The problem, of course, would be defending any tax increase this year under the shadow of coming back next year and asking for a bond package approval that might add several hundred million in debt – and a couple more cents to the tax rate over the next two or three years. The city's "wish list" – the overall "needs assessment" that has been given to the citizens bond committee for weeping, blessing, gnawing, and cutting – tops out at $770 million, although nobody is anticipating the actual package will approach that figure. The trouble is, there isn't anything on the list, from drainage improvements to new central library to affordable housing initiatives, that leaps out as frivolous or unnecessary. (The Statesman's Rich Oppel has already and predictably targeted additional open-land acquisition as wasteful and readily transferred to development-subsidizing East Austin infrastructure, cheerfully preparing to re-open polarizing wounds.)

Not to mention the county bond package (smaller but further along than the city's), which ideally will overlap to a degree with the city projects.

In light of all these potential expenses, Mayor Wynn has already begun suggesting that to enhance prospects for the bond election, the city's property tax rate should instead be lowered to the "effective" rate – that is, with rising values, a 42.97 cent rate that would generate the same amount as last year. (In boxing parlance, I believe this is known as "leading with your head.") While the council ponders this maneuver, may I also suggest they look very, very closely at the "reserve" and "emergency" and "stabilization" dollar numbers buried in the city manager's draft policy budget?

For example, the staff is recommending increasing the emergency reserve fund from $15 million to $40 million, which just may have something to do with the fact that the projected "ending balance" for this year is at $43.4 million, a jump of almost $15 million over FY 2004 – abruptly shuffled into the column labeled "one-time critical capital expenditures." This is all over and above the 1% "contingency reserve" (sounds like a dollop, but it's $4 million-5 million of wiggle room). I'm still puzzling over the numbers, but I have a sneaky feeling that the $8 million recommended in "add-backs" is at least partly money that's already been buried by design in the projected expenditures, and may in fact suggest not that there's plenty of money to go around – but that the austerity frenzy of the last few years was a trifle overzealous. Or, as one budget maven suggested bluntly to me about the previous council last week, "They cut too much!"

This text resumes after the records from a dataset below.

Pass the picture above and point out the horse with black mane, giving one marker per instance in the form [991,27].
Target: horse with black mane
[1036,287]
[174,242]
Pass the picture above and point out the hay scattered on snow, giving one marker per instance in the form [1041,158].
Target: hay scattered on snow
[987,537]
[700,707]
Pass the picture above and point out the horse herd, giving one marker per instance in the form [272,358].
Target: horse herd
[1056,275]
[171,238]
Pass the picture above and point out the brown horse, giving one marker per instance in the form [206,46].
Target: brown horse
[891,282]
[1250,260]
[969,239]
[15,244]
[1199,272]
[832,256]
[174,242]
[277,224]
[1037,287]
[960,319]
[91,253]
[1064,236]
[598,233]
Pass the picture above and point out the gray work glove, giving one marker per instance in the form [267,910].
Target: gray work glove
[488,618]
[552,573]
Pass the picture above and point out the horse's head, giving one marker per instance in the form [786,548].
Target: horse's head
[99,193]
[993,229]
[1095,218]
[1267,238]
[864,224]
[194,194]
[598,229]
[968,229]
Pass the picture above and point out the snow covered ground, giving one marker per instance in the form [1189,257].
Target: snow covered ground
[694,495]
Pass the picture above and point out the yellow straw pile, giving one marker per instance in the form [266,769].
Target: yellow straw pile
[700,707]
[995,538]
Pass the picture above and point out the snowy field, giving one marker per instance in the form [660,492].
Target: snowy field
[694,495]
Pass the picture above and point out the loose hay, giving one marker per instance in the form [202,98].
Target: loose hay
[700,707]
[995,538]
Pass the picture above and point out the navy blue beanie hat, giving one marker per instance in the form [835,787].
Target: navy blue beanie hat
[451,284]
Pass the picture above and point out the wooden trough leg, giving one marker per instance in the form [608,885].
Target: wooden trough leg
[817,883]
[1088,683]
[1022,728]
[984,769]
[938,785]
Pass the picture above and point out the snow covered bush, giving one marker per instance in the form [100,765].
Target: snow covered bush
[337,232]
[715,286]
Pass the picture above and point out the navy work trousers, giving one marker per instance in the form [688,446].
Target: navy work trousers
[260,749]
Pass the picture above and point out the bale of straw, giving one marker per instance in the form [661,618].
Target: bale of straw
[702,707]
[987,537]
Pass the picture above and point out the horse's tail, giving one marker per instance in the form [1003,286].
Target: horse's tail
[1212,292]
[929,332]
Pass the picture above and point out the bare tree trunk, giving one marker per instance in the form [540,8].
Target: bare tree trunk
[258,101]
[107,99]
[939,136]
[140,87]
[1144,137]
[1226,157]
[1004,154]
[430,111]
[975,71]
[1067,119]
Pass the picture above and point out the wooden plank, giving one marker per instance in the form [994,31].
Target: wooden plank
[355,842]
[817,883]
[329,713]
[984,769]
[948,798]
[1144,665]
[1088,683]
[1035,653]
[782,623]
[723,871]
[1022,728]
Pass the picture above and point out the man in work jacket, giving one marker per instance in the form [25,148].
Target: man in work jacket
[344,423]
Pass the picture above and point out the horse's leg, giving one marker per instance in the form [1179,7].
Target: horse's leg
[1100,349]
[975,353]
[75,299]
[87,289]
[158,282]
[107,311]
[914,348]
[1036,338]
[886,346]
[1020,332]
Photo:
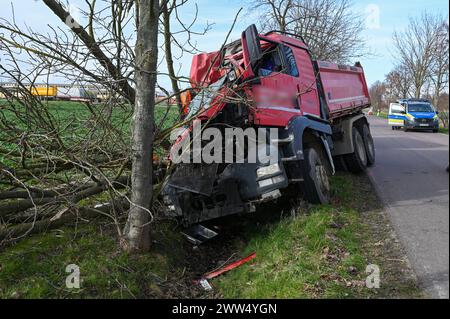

Those are a few curious things for the new council to ponder, as we enter the meteorological and financial dog days. It may not be as exciting as saving the collective Austin homestead from the Evil Specter of Eminent Domain, but it could be helping to create (and pay for) a city that's worth living in, for us and for our children. end story


*Oops! The following correction ran in the August 5, 2005 issue: Michael King's July 22 "Point Austin" column cited a published statement from Rep. Todd Baxter, R-Austin – "What we need to focus on is creating a system that ties reducing recapture to increasing equity" – but neglected to give a source. Baxter was quoted July 19 by reporters Mike Ward and Jason Embry in the Austin American-Statesman. We regret the oversight.